The report was funded by the World Bank. It tracked the value of all the final goods and services produced in each of the 47 counties, with a view to providing a picture of the economic structure and relative size of the economy for each county.
KNBS ranked the counties based on various aspects such as physical development, nutrition, health, education, child protection, information, water, sanitation and housing.
The data is also used by the national government in the distribution of revenue to the devolved units.
Based on the data provided by KNBS in 2019 and 2020, Nairobi City County is bar the richest county in Kenya.
In August 2020, KNBS ranked Meru, Nyeri and Kirinyaga as joint second richest counties in Kenya.

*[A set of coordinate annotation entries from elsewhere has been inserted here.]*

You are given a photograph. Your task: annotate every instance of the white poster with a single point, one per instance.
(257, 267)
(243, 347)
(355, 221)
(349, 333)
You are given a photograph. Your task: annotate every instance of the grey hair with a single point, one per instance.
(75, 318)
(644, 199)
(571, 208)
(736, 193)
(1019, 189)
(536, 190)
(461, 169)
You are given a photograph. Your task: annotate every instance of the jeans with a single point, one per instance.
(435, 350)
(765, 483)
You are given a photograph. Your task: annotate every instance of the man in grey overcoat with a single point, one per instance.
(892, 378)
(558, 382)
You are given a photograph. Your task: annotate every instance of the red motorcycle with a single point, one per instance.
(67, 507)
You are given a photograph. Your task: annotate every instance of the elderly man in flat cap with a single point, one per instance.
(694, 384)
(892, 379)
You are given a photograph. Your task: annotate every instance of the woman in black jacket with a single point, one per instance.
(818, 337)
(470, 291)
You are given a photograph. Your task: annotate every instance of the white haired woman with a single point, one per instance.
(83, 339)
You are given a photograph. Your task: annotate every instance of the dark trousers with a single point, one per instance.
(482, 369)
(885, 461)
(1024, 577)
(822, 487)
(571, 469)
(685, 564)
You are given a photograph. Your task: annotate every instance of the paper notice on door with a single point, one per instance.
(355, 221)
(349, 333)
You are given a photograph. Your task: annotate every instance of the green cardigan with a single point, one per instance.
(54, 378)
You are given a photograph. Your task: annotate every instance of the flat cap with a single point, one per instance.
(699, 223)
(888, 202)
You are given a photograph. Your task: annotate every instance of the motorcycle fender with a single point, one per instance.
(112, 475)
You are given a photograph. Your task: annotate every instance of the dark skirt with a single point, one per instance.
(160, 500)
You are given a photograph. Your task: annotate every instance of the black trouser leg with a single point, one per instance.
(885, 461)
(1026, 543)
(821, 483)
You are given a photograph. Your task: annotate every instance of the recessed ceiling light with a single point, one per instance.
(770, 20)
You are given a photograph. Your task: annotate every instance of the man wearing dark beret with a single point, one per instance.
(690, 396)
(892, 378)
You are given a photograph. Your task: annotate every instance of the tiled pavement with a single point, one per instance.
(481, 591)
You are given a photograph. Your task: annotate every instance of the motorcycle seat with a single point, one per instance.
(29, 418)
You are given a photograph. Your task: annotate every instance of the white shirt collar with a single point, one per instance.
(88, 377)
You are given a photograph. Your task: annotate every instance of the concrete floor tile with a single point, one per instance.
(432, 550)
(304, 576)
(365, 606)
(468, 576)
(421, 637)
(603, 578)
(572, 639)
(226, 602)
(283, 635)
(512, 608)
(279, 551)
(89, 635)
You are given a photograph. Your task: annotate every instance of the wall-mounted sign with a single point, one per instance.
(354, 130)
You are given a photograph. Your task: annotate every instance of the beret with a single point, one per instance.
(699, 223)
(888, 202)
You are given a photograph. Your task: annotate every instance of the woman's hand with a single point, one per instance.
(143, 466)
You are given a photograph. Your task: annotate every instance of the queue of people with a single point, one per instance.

Most of the population in these counties can comfortably fend for themselves.
Based on county contributions to the country’s GDP, Nairobi is by far the largest contributor at 21.7 per cent.
In 2019, Nakuru County contributed 6.1 percent share of the GDP, Kiambu (5.5 per cent), Mombasa (4.7 per cent) and Machakos (3.2 per cent) to close out the top five.
To wind up the top ten contributors in terms of GDP, Meru contributed 2.9 percent, Kisumu (2.9 per cent), Nyandarua (2.6 per cent), Kakamega (2.4 per cent) and Uasin-Gishu (2.3 per cent).
Bungoma, Tharaka Nithi, Nyandarua, Elgeyo Marakwet, Siaya and Nyeri are among the fastest growing counties in per capita GCP.
Turkana was ranked among the poorest counties in the country. Four in five people are poor. Those in the urban parts of county spend less than Ksh5,995 in a month, while those in rural areas earn less than Ksh3,252 per month.